Al imponer (en cierto modo resucitar) las provincias para controlar la pandemia, el Gobierno central se decantó por una estructura política y no por una sanitaria o técnica, ello muestra que no cree que las comunidades autónomas sean una organización territorial propia de la Estado. Sólo hay que recordar el siniestro papel de Josep Enric Millo —el rey del Fairy—, delegado del Gobierno en Cataluña desde 2016 a 2018 para darse cuenta de que la organización provincial tiene un innegable peso político y que el mango lo tiene el Gobierno central; y las comunidades autónomas, un estorbo que hay que suprimir en cuanto puedan (un poco como aquellos maridos condescendientes —espero que en proceso de extinción— que «dejan hacer» a sus mujeres a menos que se tenga que decidir algo importante, el Gobierno central llegó a decir que las comunidades propongan y si es razonable...). Lo sabíamos de toda la derecha; el PSOE lo ha dejado muy de manifiesto otra vez y Unidas Podemos se ha subido al carro. Pedro Sánchez tiene la pachorra de decidir y anunciar los sábados lo que se hará y, un día después, los domingos, lo explica o lo dicta a las presidencias autonómicas. Reunión inútil: ya lo vieron el día antes en la tele.

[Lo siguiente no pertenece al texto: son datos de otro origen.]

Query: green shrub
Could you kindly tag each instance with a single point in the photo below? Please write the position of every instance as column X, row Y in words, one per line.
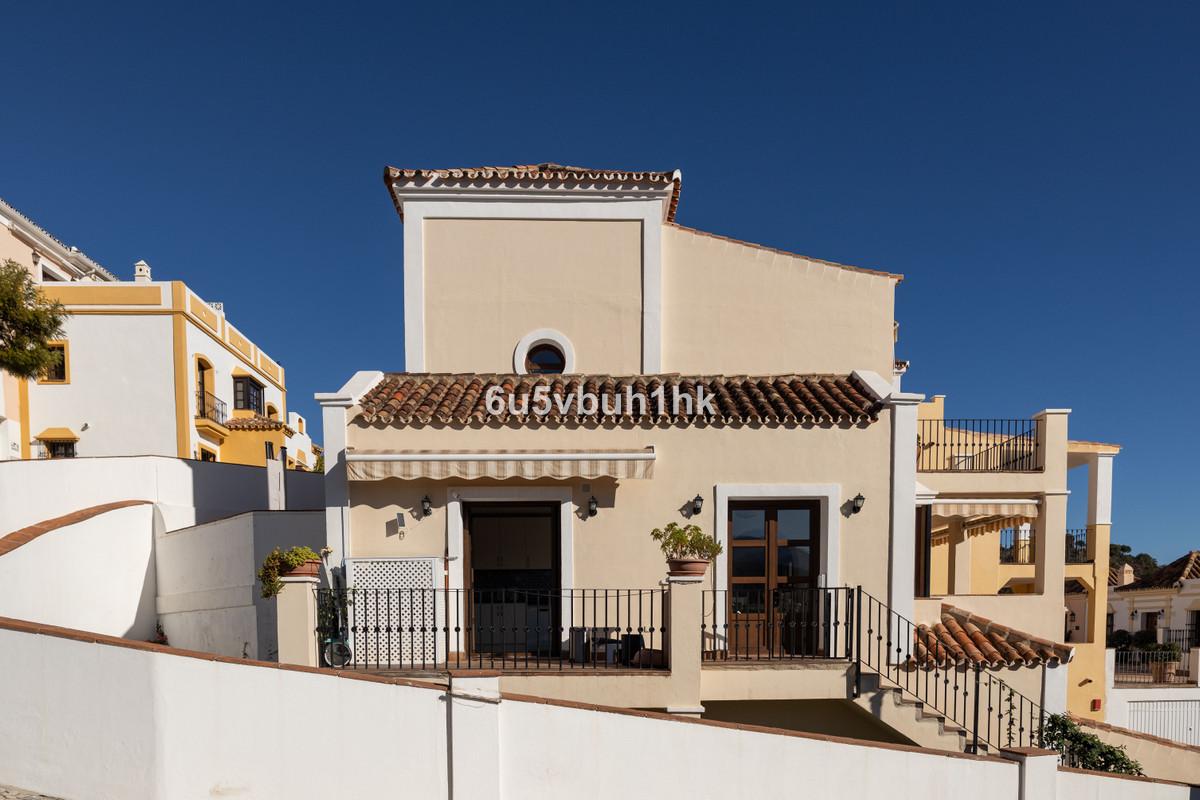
column 1119, row 641
column 1084, row 750
column 685, row 542
column 1167, row 651
column 280, row 561
column 1145, row 638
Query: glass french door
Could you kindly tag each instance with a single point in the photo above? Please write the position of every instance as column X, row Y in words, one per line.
column 774, row 561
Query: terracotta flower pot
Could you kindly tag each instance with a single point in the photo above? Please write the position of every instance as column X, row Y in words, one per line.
column 687, row 566
column 310, row 569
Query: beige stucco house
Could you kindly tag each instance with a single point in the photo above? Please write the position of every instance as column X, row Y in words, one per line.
column 580, row 370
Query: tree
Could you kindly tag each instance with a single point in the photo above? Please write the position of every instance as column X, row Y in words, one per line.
column 28, row 323
column 1144, row 564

Hay quien defiende la recentralización y el «mando único» amparándose que así se evitan disparates como los que perpetraría Isabel Díaz Ayuso, la presidenta de la Comunidad de Madrid. ¿Qué pasaría en EEUU si Donald Trump pudiera decidir por gobernadoras y gobernadores? No sé si dirían lo mismo.
Es totalmente coherente que el «mando único» (o el «ordeno y mando») compareciera aderezado de militares llenos de entorchados y medallas (¡poca broma!) y que el vocabulario se adecuara a ello. Dejando de lado el impropio e inadecuado lenguaje militar, se utilizan habitualmente expresiones como «el Ejecutivo emite una orden», «el Gobierno debe imponer», «dicta una instrucción», etc., que contrastan fuertemente con las noticias que vienen de Alemania, «El Gobierno alemán pide a los lander que sean ‘cuidadosos’ en sus planes de desconfinamiento», o la reiterada utilización de los verbos «pactar» y «colaborar».
Claro que estamos hablando de un país federal y realmente descentralizado. ¿Se acuerdan de los escandalizados aspavientos que hubo cuando para empezar a descentralizar se decidió trasladar a Barcelona la Comisión del Mercado de las Telecomunicaciones? Finalmente el Supremo anuló su traslado en 2006. ¿O el desprecio a la decisión del tribunal de Schleswig-Holstein respecto a Carles Puigdemont porque procedía de un tribunal «regional»?
Pues bien, mientras la capital política de Alemania es Berlín, Frankfurt es la capital económica: allí hay la principal bolsa de país, la sede del Banco de Alemania y la del Banco Central Europeo. El Tribunal Constitucional y el Tribunal Federal de Justicia están en Karlsruhe, otros tribunales tienen su sede en Munich, en Erfurt, en Kassel, en Leipzig... En Colonia radica un organismo europeo, la Agencia Europea de seguridad Aérea (AESA). Aquí, el Instituto Español de Oceanografía tiene su sede en Madrid.
En este aspecto tampoco es deseable volver a la «normalidad»; en este caso, también la normalidad es el problema.